When Goodman’s’ house manager/accessibility coordinator Andy Wilson greeted me in the lobby, he explained they save those box seats for people who might find accessing regular theater seats difficult. “Your box is on the main floor,” he explained. “No stairs!” Bonus: Box seats are great for social distancing, and Black Lab Luna could sprawl during the show without bothering anyone else.
No more bah humbugs!
Andy directed Luna and me to our starting point in the lobby, where they had three of the understudies’ costumes available for me to touch (the ones the actors would be wearing were not available for obvious reasons). I appreciated having the costumes displayed on dressmaker dummies – that way I could feel the fabrics with structure and imagine how they might look – and fit. A costumer from the show was on hand to give me the back story on each piece. My favorite? A top and hoop skirt worn by the Ghost of Christmas Present. I was encouraged to touch the fabric, the stitching, the piping, the braids, the brocades, the hoops, everything.

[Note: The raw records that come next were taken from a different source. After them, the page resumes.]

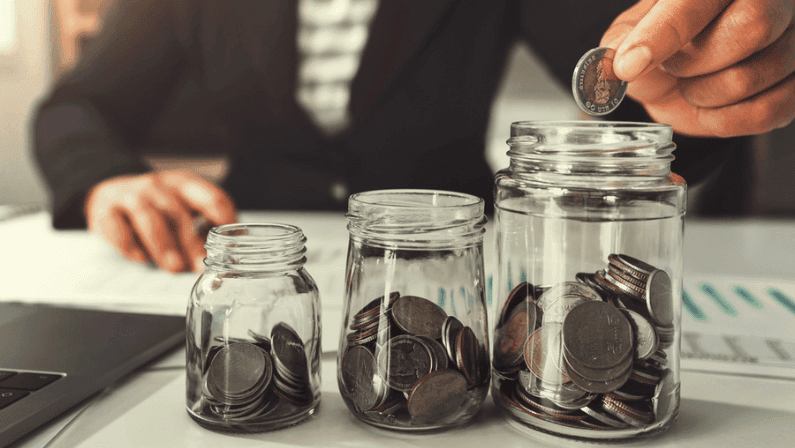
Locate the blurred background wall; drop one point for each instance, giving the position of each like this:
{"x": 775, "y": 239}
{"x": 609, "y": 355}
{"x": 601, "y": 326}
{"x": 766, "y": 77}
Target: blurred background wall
{"x": 40, "y": 40}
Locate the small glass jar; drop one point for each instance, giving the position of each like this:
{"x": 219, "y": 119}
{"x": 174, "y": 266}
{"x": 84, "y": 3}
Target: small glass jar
{"x": 413, "y": 352}
{"x": 589, "y": 226}
{"x": 253, "y": 331}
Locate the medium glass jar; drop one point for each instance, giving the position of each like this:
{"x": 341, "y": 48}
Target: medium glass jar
{"x": 413, "y": 349}
{"x": 253, "y": 331}
{"x": 589, "y": 225}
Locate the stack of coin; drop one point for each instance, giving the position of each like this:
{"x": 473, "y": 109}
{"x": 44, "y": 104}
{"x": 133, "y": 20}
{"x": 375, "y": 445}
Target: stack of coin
{"x": 407, "y": 363}
{"x": 245, "y": 380}
{"x": 589, "y": 353}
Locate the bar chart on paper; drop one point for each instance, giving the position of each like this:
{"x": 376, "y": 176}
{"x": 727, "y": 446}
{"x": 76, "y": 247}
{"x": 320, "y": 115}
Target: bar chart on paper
{"x": 739, "y": 325}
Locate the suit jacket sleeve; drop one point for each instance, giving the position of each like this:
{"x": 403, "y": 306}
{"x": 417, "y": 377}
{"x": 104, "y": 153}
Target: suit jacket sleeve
{"x": 88, "y": 129}
{"x": 562, "y": 31}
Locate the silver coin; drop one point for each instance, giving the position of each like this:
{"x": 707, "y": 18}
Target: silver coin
{"x": 438, "y": 351}
{"x": 403, "y": 361}
{"x": 551, "y": 295}
{"x": 238, "y": 369}
{"x": 567, "y": 396}
{"x": 646, "y": 339}
{"x": 595, "y": 410}
{"x": 661, "y": 402}
{"x": 360, "y": 380}
{"x": 288, "y": 350}
{"x": 596, "y": 88}
{"x": 450, "y": 329}
{"x": 597, "y": 335}
{"x": 659, "y": 298}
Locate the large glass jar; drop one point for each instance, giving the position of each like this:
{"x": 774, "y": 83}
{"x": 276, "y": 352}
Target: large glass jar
{"x": 413, "y": 349}
{"x": 253, "y": 331}
{"x": 589, "y": 225}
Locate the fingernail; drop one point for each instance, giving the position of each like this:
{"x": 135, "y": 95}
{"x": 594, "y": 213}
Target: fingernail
{"x": 171, "y": 261}
{"x": 614, "y": 44}
{"x": 633, "y": 62}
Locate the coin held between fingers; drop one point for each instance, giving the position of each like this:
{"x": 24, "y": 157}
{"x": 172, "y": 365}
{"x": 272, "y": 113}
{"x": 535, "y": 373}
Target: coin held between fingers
{"x": 596, "y": 88}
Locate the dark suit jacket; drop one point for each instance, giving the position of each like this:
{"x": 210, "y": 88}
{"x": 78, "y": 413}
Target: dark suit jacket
{"x": 203, "y": 76}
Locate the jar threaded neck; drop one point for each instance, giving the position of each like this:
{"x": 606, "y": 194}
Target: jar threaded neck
{"x": 256, "y": 247}
{"x": 592, "y": 147}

Anita and Kelly showed up in time to enjoy some of the costumes, and from there the two of them escorted me into the theater to meet some of the main actors in the play for the pre-show. One of them was the one playing the Ghost of Christmas Present – the one who’d be wearing the hoop skirt. “I’m supposed to look like a Christmas tree,” she laughed, then went on to explain the real reason behind the hoop skirt. “It hides the harness I have to wear.”